I'm reviving this old thread as I just put a new set of sneakers on the TCS. I agonized long and hard on my tire choice. The expensive Avons were out of stock everywhere I looked and not expected to be back in stock for many months. The Toyo Proxes R888 sure look great on LiteraryMadness's car, but I had a nagging voice inside saying not to mess with the designer's intent by going with a non-stock size. There are several rather conventional all-season tires available in the TCS's staggered sizes, but I wanted a performance summer tire. In the end I went against the specific advice of jpane and went with Pirelli CN36, 185/70-R13 rear, 175/70-R13 front. I'm sorry jpane, but I just had a hard time believing a quality tire company like Pirelli could make a tire as terrible as you say, and as you pointed out, your experience was some 40 years ago.

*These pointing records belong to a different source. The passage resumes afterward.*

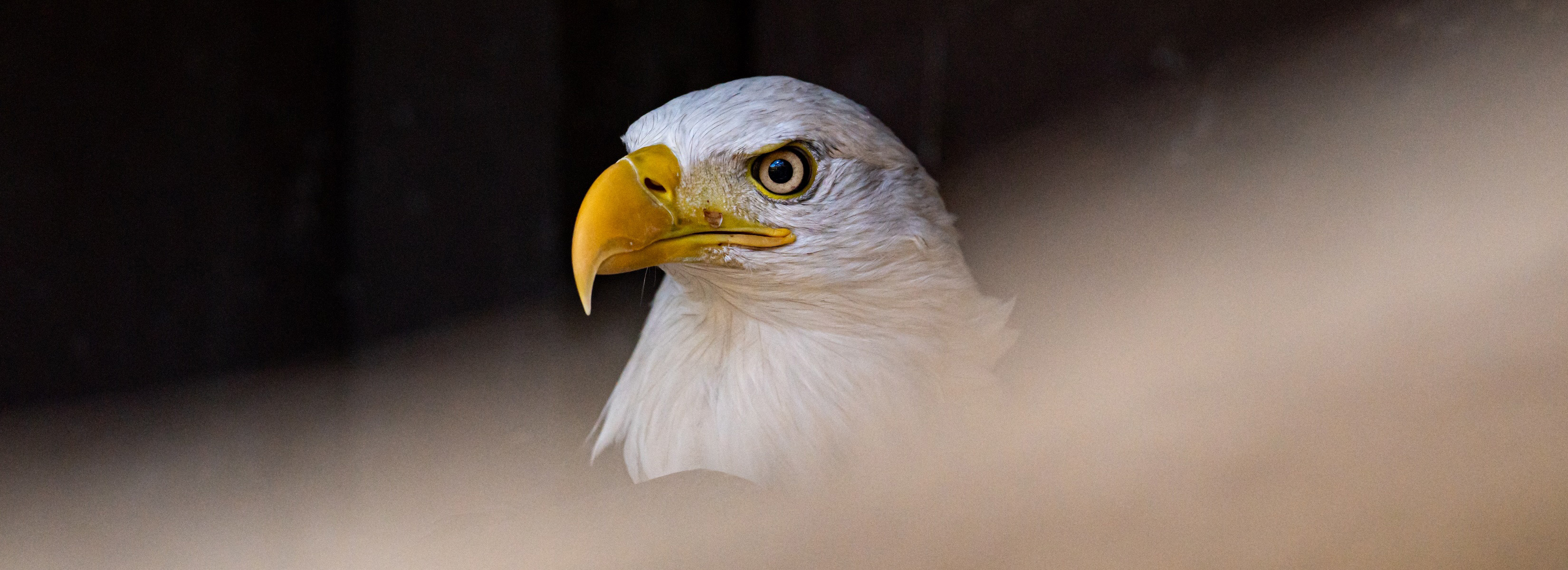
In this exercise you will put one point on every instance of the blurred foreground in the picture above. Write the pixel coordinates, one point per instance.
(1318, 318)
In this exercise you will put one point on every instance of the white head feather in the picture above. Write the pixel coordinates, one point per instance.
(766, 362)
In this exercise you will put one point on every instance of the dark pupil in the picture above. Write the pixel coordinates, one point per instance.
(780, 171)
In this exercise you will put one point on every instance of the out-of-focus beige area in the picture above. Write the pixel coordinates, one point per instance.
(1316, 317)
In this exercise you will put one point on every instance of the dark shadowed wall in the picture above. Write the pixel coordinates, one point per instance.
(193, 189)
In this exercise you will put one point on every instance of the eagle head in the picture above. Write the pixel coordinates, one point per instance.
(817, 292)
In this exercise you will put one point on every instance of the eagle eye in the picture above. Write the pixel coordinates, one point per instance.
(784, 173)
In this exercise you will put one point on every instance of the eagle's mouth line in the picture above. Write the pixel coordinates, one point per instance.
(739, 237)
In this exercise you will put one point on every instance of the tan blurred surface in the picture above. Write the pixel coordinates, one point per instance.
(1315, 317)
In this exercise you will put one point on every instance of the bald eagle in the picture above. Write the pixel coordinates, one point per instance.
(816, 292)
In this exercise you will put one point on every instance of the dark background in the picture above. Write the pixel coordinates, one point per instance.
(203, 187)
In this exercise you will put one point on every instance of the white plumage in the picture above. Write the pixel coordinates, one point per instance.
(767, 364)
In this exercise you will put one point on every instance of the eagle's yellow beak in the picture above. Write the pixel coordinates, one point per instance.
(634, 218)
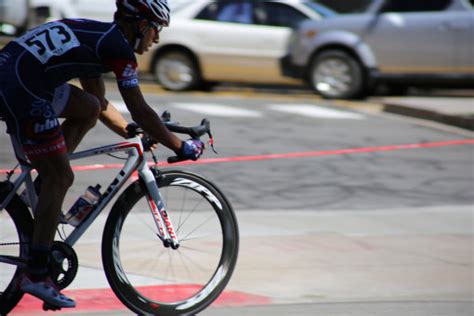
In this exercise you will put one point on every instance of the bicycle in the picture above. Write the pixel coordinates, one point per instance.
(201, 251)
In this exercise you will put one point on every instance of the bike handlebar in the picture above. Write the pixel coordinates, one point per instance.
(193, 131)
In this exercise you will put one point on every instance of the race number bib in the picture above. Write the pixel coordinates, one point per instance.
(48, 40)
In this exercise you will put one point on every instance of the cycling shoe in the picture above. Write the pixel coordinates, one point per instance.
(46, 291)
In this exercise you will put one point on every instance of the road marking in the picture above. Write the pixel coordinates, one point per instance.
(305, 154)
(216, 110)
(309, 110)
(102, 300)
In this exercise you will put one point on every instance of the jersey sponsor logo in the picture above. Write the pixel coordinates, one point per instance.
(36, 151)
(41, 129)
(47, 125)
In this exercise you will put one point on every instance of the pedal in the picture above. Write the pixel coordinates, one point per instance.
(50, 307)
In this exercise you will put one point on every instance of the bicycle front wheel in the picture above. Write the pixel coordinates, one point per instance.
(150, 278)
(15, 232)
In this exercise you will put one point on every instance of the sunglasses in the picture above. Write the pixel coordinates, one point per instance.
(158, 27)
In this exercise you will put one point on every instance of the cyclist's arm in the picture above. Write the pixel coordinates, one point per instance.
(147, 118)
(109, 115)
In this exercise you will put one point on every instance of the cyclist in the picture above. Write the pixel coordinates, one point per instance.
(34, 69)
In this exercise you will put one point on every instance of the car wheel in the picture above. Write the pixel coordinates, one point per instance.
(337, 75)
(176, 71)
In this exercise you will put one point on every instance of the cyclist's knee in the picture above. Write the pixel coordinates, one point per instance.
(55, 172)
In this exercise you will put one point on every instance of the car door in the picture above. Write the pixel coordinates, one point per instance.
(238, 43)
(462, 26)
(409, 38)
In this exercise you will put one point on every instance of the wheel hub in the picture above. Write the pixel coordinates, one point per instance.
(63, 264)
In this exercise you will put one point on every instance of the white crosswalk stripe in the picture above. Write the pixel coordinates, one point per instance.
(217, 110)
(221, 110)
(315, 111)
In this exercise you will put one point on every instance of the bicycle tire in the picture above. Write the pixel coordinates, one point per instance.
(15, 214)
(180, 191)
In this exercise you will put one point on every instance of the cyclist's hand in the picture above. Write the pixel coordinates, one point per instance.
(148, 142)
(191, 149)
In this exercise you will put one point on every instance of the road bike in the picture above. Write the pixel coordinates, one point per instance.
(169, 245)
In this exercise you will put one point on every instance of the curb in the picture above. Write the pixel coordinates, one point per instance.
(462, 121)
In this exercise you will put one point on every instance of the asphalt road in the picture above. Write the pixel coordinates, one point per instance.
(346, 162)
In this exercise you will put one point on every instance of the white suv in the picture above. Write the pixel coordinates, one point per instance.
(232, 40)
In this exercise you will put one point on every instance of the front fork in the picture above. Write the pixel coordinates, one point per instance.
(166, 231)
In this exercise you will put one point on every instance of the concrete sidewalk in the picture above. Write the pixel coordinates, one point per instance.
(413, 261)
(451, 110)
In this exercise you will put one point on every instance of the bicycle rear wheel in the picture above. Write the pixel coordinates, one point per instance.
(152, 279)
(15, 233)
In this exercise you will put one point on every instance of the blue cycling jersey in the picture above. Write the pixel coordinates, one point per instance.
(35, 64)
(74, 48)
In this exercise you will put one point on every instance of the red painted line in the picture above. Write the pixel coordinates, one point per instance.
(100, 300)
(288, 155)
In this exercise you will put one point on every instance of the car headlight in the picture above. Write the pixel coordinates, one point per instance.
(310, 34)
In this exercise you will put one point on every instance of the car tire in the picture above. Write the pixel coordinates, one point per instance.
(335, 74)
(176, 71)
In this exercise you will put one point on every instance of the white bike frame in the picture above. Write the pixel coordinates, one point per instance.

The tires mounted-up fine and are true round within about a millimeter, BUT, one of the front tires needed a ton of balancing weights! I impressed upon the shop owner the importance of perfect balance for the featherweight Lotus and he did the mounting and balancing himself, instead of having one of his lackeys do it. He said the rim was too small for the regular balancing spotter, but he found a workaround. (Not entirely sure what that means, but he seems to know his stuff and was apologetic for the number of weights, but said the wheel really needed them.)

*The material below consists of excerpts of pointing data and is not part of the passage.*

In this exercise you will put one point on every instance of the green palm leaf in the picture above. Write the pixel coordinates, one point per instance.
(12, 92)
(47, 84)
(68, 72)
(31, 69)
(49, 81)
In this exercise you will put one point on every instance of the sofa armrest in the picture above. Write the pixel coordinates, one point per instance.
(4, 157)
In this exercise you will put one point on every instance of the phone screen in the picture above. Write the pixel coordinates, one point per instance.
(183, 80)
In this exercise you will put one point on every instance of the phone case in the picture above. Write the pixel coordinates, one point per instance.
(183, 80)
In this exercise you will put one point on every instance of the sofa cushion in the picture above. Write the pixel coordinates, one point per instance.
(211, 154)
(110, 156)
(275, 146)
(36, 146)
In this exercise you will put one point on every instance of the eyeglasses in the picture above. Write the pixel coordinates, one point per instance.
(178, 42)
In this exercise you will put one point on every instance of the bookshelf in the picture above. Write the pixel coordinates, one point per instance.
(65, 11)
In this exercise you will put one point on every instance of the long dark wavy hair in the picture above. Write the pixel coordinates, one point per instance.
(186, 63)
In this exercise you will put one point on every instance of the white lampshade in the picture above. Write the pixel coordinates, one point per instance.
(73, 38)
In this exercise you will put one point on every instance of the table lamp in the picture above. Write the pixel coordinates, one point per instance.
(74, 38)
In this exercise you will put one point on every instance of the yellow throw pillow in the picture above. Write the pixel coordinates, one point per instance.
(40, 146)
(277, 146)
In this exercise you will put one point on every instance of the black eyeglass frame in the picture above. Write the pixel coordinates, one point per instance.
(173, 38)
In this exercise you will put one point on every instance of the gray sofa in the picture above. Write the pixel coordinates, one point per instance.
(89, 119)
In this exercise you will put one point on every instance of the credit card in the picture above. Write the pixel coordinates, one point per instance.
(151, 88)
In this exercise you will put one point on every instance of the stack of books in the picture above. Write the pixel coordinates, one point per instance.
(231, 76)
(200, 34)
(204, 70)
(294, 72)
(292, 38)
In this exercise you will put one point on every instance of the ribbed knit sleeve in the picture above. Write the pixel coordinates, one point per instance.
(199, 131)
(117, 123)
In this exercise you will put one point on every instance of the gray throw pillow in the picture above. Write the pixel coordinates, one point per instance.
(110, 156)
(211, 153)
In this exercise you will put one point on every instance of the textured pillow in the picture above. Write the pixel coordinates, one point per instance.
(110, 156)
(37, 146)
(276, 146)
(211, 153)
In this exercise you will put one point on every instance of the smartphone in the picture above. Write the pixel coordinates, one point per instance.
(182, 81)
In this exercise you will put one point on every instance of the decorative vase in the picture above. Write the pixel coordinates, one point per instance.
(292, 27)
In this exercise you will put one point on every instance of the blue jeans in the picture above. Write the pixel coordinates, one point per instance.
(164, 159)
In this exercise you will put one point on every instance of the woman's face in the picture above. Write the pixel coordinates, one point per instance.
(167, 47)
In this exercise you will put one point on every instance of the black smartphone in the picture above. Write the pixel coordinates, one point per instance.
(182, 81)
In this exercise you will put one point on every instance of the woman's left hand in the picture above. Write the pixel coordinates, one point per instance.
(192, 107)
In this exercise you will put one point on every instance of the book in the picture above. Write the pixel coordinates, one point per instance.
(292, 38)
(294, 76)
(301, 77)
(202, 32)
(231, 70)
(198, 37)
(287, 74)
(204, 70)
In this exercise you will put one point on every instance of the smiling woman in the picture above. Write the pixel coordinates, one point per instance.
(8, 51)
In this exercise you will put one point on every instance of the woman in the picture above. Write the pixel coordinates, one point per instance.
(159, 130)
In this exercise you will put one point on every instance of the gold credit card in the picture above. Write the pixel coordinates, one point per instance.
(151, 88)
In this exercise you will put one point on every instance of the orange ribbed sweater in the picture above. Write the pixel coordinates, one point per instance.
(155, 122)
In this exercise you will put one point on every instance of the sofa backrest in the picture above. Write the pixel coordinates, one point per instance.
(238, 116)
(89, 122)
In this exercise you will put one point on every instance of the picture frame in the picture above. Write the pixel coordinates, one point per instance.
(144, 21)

I went for a test drive around town but was only able to briefly get up to about 50 mph, at which point everything felt fine. I had planned a more extensive test drive this Memorial Day weekend, but the weather got real sucky here in the Boston area.
The attached photo shows the weight placement in what is now my right front wheel. I notice the main body of weights is right were the DPO had also put some weights when the old tires were on the car (weights were duct-taped in place, I might add
) Question for the group: Is this just an artifact of 50 year old Cosmic wheels? Has anyone else had to resort to this much counterweight? I'll report back once I get out on the highway and get some speed up.
Tom
PS - Another minor complaint: The rear tires have a date code of 2020, but the fronts were made in 2017.